Research-0028 — Phase-3 MLP arch sweep on Top-K feature subsets¶

Updated: 2026-04-29.

Question¶

Research-0027 §"Decision" ratified Phase-3 GO and named three feature subsets to sweep:

Subset A — canonical-6 ∪ {ssimulacra2} (7 features).
Subset B — consensus-7 (adm2, adm_scale3, vif_scale2, motion2, ssimulacra2, psnr_hvs, float_ssim).
Subset C — full-21 (sanity ceiling).

The stopping rule was: "If Subset A's mean LOSO PLCC fails to beat canonical6 by ≥ 0.005, the hypothesis is dead and canonical-6 stays."

This digest reports the empirical result.

Method¶

Same parquet as Research-0027 (runs/full_features_netflix.parquet, 11 040 frames × 21 features).
mlp_small (Linear(N→16) → ReLU → Linear(16→8) → ReLU → Linear(8→1)) trained for 30 epochs, Adam lr=1e-3, batch 256, seed=0 per fold.
9-fold leave-one-source-out across the Netflix Public sources.
Per-fold metrics: PLCC, SROCC, RMSE; aggregated as mean ± std across folds.
Driver: ai/scripts/phase3_subset_sweep.py.
Features fed to the model raw — no standardisation, no normalisation. This is load-bearing for interpreting the result; see §"Why this is surprising" below.

Results¶

Subset	Features	Mean PLCC	Mean SROCC	Mean RMSE	Δ PLCC vs canonical6
canonical6	6	0.9845	0.9895	15.201	—
A	7	0.9655	0.9740	9.129	−0.0190
B	7	0.9697	0.9825	8.910	−0.0147
C	21	0.9779	0.9809	8.498	−0.0066

Per-fold detail in runs/phase3_subset_sweep.json (gitignored; reproducible from canonical command in §"Reproducer").

Headline finding¶

All three subsets LOSE on PLCC. All three subsets WIN big on RMSE.

The PLCC stopping rule from Research-0027 fires: Subset A is 0.019 below canonical6, not 0.005 above. By the documented criterion, the hypothesis "broader feature set helps a tiny MLP" is killed.

But every subset cuts RMSE by ~40 %:

canonical6 RMSE 15.20 → A 9.13 (−40 %)
canonical6 RMSE 15.20 → B 8.91 (−41 %)
canonical6 RMSE 15.20 → C 8.50 (−44 %)

That's a huge absolute-fit improvement. Mean RMSE is in raw vmaf_v0.6.1 score units (0–100 range), so canonical6 is averaging ~15-point errors per frame; the broader subsets average ~9 points.

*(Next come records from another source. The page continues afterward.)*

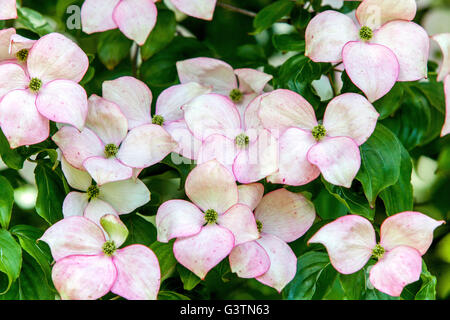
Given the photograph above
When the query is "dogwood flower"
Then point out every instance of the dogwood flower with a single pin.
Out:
(404, 238)
(384, 48)
(209, 228)
(88, 265)
(281, 216)
(308, 147)
(46, 90)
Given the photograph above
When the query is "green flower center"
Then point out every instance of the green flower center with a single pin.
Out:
(111, 150)
(109, 247)
(365, 33)
(236, 95)
(157, 119)
(35, 85)
(211, 216)
(319, 132)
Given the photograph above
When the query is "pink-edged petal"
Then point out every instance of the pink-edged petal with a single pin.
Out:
(398, 268)
(249, 260)
(250, 194)
(125, 195)
(78, 146)
(281, 109)
(375, 13)
(63, 101)
(212, 73)
(96, 15)
(74, 204)
(83, 277)
(136, 19)
(132, 96)
(178, 218)
(283, 262)
(372, 68)
(413, 229)
(203, 251)
(285, 214)
(138, 273)
(410, 44)
(170, 100)
(240, 221)
(350, 115)
(294, 168)
(74, 236)
(349, 241)
(20, 121)
(188, 145)
(326, 35)
(55, 56)
(212, 114)
(107, 120)
(201, 9)
(211, 186)
(146, 145)
(337, 158)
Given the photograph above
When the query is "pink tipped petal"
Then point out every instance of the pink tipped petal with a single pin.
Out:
(249, 260)
(294, 168)
(372, 68)
(410, 44)
(63, 101)
(375, 13)
(349, 241)
(203, 251)
(413, 229)
(337, 158)
(212, 114)
(133, 97)
(146, 145)
(170, 100)
(126, 195)
(283, 262)
(138, 273)
(211, 186)
(56, 57)
(74, 236)
(326, 35)
(240, 221)
(178, 218)
(350, 115)
(281, 109)
(135, 18)
(107, 120)
(285, 214)
(398, 268)
(20, 121)
(251, 194)
(212, 73)
(78, 146)
(84, 277)
(96, 15)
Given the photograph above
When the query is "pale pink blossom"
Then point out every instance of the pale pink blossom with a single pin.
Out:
(404, 238)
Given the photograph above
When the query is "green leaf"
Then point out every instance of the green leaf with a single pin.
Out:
(6, 202)
(10, 258)
(380, 162)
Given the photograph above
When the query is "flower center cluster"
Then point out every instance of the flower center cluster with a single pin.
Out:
(109, 247)
(319, 132)
(157, 119)
(365, 33)
(236, 95)
(111, 150)
(35, 85)
(211, 216)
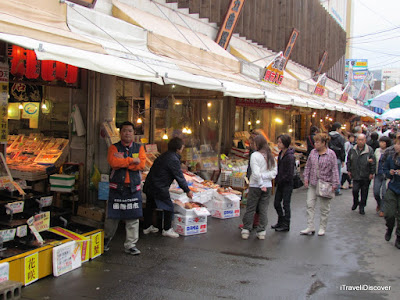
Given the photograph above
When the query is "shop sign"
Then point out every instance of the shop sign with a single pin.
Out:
(260, 103)
(95, 240)
(228, 25)
(15, 207)
(4, 271)
(8, 234)
(31, 268)
(66, 257)
(320, 86)
(321, 65)
(290, 45)
(3, 102)
(274, 70)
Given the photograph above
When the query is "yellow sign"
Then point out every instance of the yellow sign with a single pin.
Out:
(95, 247)
(31, 268)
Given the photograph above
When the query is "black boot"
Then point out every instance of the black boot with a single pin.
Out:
(279, 223)
(284, 227)
(397, 243)
(388, 234)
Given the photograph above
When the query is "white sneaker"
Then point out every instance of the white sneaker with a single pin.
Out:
(307, 231)
(261, 235)
(245, 234)
(151, 229)
(170, 233)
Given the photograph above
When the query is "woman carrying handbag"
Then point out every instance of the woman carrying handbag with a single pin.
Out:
(321, 177)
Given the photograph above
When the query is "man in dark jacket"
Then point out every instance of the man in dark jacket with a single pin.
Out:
(284, 183)
(361, 167)
(165, 169)
(337, 145)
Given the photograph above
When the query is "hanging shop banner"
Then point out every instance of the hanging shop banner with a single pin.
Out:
(4, 75)
(320, 86)
(31, 268)
(321, 65)
(290, 45)
(232, 16)
(22, 92)
(273, 72)
(345, 94)
(260, 103)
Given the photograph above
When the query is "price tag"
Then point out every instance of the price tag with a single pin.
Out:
(31, 268)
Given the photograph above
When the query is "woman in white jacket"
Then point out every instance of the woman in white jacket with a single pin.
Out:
(264, 170)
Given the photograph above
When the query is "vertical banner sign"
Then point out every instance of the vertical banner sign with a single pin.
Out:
(31, 268)
(232, 16)
(320, 86)
(3, 102)
(345, 94)
(273, 72)
(321, 65)
(290, 45)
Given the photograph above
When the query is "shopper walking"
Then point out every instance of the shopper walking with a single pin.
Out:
(380, 178)
(321, 164)
(336, 143)
(264, 170)
(284, 183)
(361, 167)
(126, 159)
(392, 196)
(166, 168)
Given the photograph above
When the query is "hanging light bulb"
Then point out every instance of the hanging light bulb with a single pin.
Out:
(165, 136)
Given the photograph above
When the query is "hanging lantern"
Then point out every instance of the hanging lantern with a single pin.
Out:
(48, 70)
(72, 74)
(61, 70)
(18, 61)
(32, 65)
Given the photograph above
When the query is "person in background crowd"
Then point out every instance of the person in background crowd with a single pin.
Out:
(373, 142)
(165, 169)
(126, 159)
(310, 139)
(380, 179)
(361, 167)
(284, 183)
(337, 145)
(263, 168)
(347, 146)
(325, 160)
(392, 196)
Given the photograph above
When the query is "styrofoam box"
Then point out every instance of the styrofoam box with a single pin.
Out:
(189, 229)
(62, 180)
(187, 220)
(225, 213)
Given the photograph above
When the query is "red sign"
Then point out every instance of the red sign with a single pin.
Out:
(260, 103)
(232, 15)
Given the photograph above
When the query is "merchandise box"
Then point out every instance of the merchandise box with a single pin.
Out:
(225, 213)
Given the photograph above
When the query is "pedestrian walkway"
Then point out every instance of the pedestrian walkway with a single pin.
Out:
(219, 264)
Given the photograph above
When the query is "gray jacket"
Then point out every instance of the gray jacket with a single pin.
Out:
(358, 164)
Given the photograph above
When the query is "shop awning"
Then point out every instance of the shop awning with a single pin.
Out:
(43, 21)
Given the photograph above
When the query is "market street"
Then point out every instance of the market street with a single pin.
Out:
(219, 264)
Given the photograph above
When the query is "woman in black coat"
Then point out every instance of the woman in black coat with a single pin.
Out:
(284, 183)
(165, 169)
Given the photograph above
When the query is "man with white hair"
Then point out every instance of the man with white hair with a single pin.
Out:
(361, 168)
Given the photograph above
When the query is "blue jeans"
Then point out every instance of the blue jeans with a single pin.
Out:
(340, 174)
(380, 190)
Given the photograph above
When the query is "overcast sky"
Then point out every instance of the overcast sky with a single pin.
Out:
(371, 16)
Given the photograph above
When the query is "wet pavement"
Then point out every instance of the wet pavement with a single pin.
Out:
(220, 265)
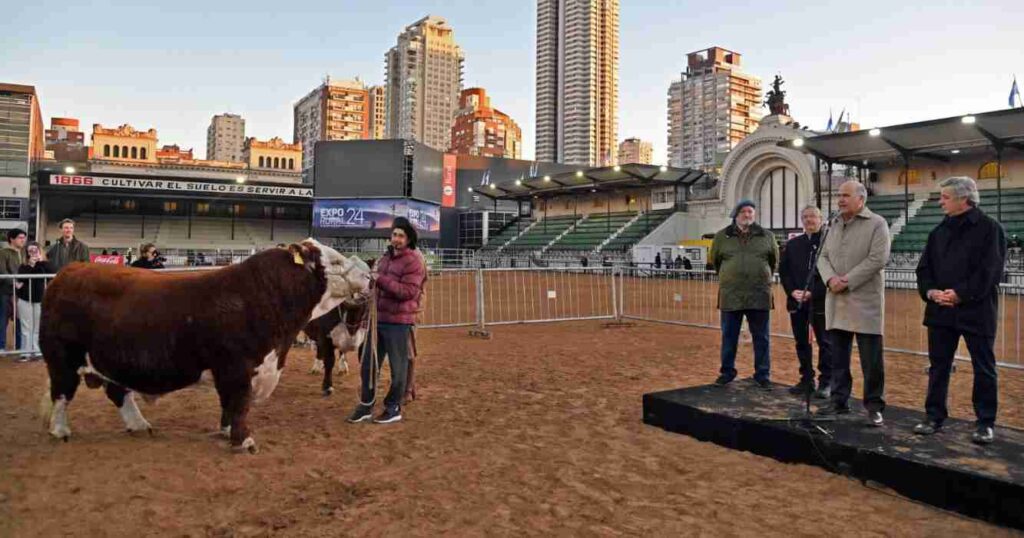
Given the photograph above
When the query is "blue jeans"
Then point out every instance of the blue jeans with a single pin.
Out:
(758, 321)
(6, 304)
(392, 341)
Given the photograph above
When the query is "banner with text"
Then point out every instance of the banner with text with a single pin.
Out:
(143, 183)
(370, 214)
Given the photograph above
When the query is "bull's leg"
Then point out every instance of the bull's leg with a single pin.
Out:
(329, 359)
(236, 394)
(62, 364)
(124, 400)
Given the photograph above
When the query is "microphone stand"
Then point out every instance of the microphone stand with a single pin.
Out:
(807, 420)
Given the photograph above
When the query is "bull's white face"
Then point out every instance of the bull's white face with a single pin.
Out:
(347, 279)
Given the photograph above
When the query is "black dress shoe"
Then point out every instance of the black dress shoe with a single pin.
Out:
(833, 410)
(983, 436)
(927, 427)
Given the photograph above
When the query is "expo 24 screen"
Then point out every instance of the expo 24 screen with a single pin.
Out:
(374, 214)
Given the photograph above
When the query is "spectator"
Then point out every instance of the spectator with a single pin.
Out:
(68, 249)
(148, 257)
(30, 298)
(11, 257)
(958, 279)
(744, 256)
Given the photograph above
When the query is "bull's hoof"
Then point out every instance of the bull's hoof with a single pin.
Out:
(247, 446)
(60, 432)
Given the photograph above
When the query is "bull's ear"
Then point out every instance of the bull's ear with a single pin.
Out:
(301, 256)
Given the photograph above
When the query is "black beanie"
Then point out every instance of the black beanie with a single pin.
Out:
(403, 224)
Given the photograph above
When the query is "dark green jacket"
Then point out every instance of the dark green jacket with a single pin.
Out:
(744, 269)
(60, 255)
(10, 260)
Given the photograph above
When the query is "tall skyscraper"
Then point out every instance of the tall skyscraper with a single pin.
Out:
(577, 81)
(712, 108)
(635, 151)
(225, 137)
(378, 112)
(424, 78)
(479, 129)
(337, 110)
(20, 143)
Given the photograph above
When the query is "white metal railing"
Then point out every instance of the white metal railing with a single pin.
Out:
(481, 297)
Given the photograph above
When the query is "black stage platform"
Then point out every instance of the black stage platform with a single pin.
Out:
(944, 469)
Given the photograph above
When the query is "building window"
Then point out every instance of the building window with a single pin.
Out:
(914, 176)
(989, 170)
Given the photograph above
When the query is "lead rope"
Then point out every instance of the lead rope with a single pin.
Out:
(375, 365)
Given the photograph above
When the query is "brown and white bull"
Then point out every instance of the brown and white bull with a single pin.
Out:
(341, 330)
(139, 331)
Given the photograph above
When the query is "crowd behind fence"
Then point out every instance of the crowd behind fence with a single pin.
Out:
(481, 297)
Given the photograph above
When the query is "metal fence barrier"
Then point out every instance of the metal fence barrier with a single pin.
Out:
(481, 297)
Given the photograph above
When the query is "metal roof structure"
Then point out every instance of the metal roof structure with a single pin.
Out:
(591, 180)
(933, 139)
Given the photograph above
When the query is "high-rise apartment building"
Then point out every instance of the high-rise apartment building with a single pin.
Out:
(334, 111)
(20, 143)
(479, 129)
(635, 151)
(378, 112)
(577, 81)
(712, 108)
(225, 137)
(424, 78)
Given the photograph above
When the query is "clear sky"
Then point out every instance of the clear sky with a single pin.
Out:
(172, 67)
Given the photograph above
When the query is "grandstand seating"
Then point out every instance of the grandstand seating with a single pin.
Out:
(542, 234)
(914, 234)
(888, 206)
(510, 231)
(591, 233)
(637, 231)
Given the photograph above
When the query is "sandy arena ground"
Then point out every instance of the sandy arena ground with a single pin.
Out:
(535, 431)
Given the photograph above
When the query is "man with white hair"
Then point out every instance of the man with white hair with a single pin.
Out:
(958, 279)
(852, 265)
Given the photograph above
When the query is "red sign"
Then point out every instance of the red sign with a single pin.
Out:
(72, 179)
(110, 260)
(448, 180)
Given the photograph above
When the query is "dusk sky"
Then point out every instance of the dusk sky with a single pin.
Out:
(173, 66)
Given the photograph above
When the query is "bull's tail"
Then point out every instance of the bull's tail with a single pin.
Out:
(46, 404)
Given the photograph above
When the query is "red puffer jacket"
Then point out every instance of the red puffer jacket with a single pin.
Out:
(399, 280)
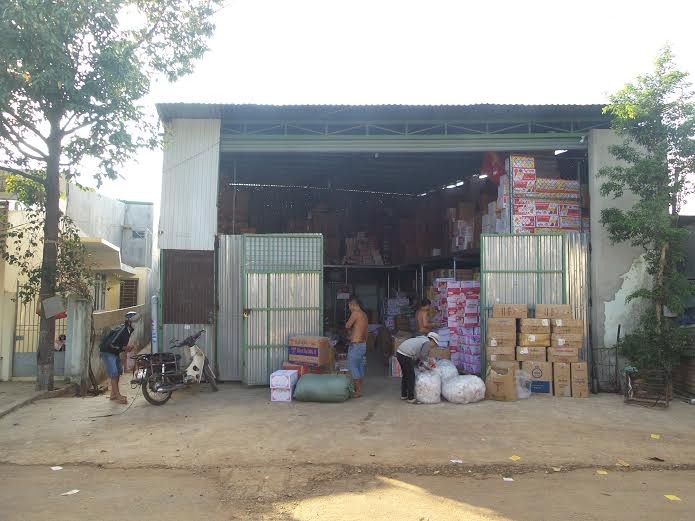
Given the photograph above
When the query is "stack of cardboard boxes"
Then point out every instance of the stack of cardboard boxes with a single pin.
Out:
(546, 347)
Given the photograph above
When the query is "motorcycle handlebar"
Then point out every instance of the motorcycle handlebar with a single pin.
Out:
(190, 341)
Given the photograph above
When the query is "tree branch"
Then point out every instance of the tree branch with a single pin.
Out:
(17, 140)
(22, 173)
(24, 122)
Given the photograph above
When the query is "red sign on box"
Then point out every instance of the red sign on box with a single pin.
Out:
(570, 210)
(522, 221)
(546, 208)
(547, 221)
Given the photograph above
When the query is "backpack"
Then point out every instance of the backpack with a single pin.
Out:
(110, 338)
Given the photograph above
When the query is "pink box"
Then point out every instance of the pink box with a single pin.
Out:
(547, 221)
(522, 221)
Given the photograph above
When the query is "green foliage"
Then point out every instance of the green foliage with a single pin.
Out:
(77, 70)
(23, 242)
(656, 117)
(652, 347)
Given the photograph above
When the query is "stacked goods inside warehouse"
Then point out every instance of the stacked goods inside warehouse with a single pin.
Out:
(399, 228)
(546, 349)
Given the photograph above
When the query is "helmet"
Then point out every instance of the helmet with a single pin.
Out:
(434, 337)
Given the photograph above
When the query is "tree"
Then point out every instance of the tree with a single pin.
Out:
(656, 116)
(20, 243)
(72, 73)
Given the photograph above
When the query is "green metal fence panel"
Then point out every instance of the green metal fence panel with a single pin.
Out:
(534, 269)
(282, 295)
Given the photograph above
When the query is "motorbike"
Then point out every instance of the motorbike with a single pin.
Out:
(160, 374)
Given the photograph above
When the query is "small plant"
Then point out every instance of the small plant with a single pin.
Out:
(656, 116)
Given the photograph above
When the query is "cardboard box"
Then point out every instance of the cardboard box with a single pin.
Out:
(510, 311)
(499, 364)
(553, 311)
(573, 340)
(500, 385)
(531, 354)
(438, 352)
(502, 325)
(567, 326)
(566, 355)
(501, 350)
(533, 340)
(502, 357)
(281, 395)
(284, 379)
(580, 380)
(541, 376)
(315, 351)
(535, 326)
(562, 380)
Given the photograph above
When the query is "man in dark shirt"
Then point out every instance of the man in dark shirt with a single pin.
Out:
(111, 350)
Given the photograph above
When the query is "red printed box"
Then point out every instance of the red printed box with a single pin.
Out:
(547, 221)
(522, 221)
(546, 208)
(522, 162)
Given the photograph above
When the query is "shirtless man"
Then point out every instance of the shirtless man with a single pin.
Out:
(357, 325)
(422, 319)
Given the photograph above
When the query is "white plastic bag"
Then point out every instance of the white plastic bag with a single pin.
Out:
(428, 387)
(464, 389)
(523, 385)
(446, 369)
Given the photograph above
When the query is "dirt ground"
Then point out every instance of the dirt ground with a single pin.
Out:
(235, 455)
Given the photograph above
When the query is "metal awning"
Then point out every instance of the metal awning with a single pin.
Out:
(105, 257)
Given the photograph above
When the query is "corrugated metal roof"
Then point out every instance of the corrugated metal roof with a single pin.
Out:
(250, 112)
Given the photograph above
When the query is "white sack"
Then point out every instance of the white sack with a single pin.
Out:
(446, 369)
(464, 389)
(428, 387)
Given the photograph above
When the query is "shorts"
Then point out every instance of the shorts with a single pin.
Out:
(356, 360)
(113, 365)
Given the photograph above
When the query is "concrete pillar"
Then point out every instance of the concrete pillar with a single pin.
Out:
(79, 337)
(616, 269)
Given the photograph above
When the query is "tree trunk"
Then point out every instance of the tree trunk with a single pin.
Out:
(44, 358)
(659, 283)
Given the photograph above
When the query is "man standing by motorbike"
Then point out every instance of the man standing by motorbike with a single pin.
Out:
(112, 345)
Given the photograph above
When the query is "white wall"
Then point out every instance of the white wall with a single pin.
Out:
(616, 269)
(96, 215)
(188, 219)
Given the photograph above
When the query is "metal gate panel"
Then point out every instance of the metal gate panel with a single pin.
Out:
(229, 319)
(534, 269)
(282, 295)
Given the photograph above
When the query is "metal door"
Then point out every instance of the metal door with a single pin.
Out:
(535, 269)
(281, 295)
(26, 341)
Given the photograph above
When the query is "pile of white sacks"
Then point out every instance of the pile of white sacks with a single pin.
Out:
(443, 380)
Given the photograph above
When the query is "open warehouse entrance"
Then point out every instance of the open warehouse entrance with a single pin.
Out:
(402, 200)
(395, 226)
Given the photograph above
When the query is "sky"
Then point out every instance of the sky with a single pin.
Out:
(425, 52)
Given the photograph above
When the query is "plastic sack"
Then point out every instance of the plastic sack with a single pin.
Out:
(324, 388)
(464, 389)
(428, 387)
(446, 369)
(523, 385)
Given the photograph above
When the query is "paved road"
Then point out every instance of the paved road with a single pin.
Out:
(31, 493)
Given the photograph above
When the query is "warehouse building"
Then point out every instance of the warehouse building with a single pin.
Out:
(271, 215)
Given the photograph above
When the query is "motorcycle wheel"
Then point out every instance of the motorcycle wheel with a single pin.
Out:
(210, 376)
(154, 397)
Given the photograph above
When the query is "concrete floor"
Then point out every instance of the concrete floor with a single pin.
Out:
(14, 394)
(235, 455)
(241, 427)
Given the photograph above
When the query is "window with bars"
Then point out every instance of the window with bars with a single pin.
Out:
(129, 293)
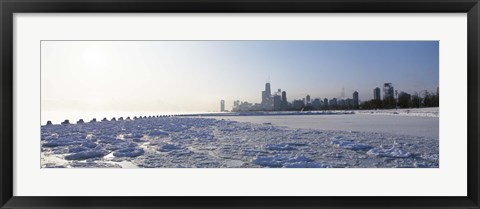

The MLP-with-more-features predicts absolute scores much better but ranks them slightly worse.

Why this is surprising¶

If ssimulacra2, adm_scale3, etc. carry independent signal (Research-0027 §"Consensus top-10" said they do), adding them should at minimum match canonical6's PLCC and improve RMSE — not trade them off. PLCC measures linear correlation; SROCC measures rank order. Both hovering 0.96–0.98 with new features in train means the model knows the absolute score better but loses relative-ordering precision.

The most likely cause is feature-scale variance. The canonical 6 features are all roughly in [0, 1] after the vmaf_v0.6.1 pipeline normalises them. The expanded set is not:

Feature	Typical range
`adm2`, `vif_*`, `float_ssim`, `float_ms_ssim`	`[0, 1]`
`motion2`, `motion3`	`[0, ~30]`
`psnr_y`, `psnr_cb`, `psnr_cr`	`[0, ~100]`
`cambi`	`[0, ~100]`
`ciede2000`	`[0, ~100]`
`psnr_hvs`	`[0, ~100]`
`ssimulacra2`	`[~−1, ~100]`

A 16-unit hidden layer fed unnormalised inputs lets the psnr_*/cambi/ciede2000 features dominate gradient updates by two orders of magnitude. The MLP shifts its weights to fit those big-magnitude features and underweights the high-signal-but-small- range adm2/vif_* block. PLCC drops because the absolute prediction range is now driven by the wrong features; RMSE drops because in absolute MSE terms, the model is closer to the right answer (just the wrong "shape").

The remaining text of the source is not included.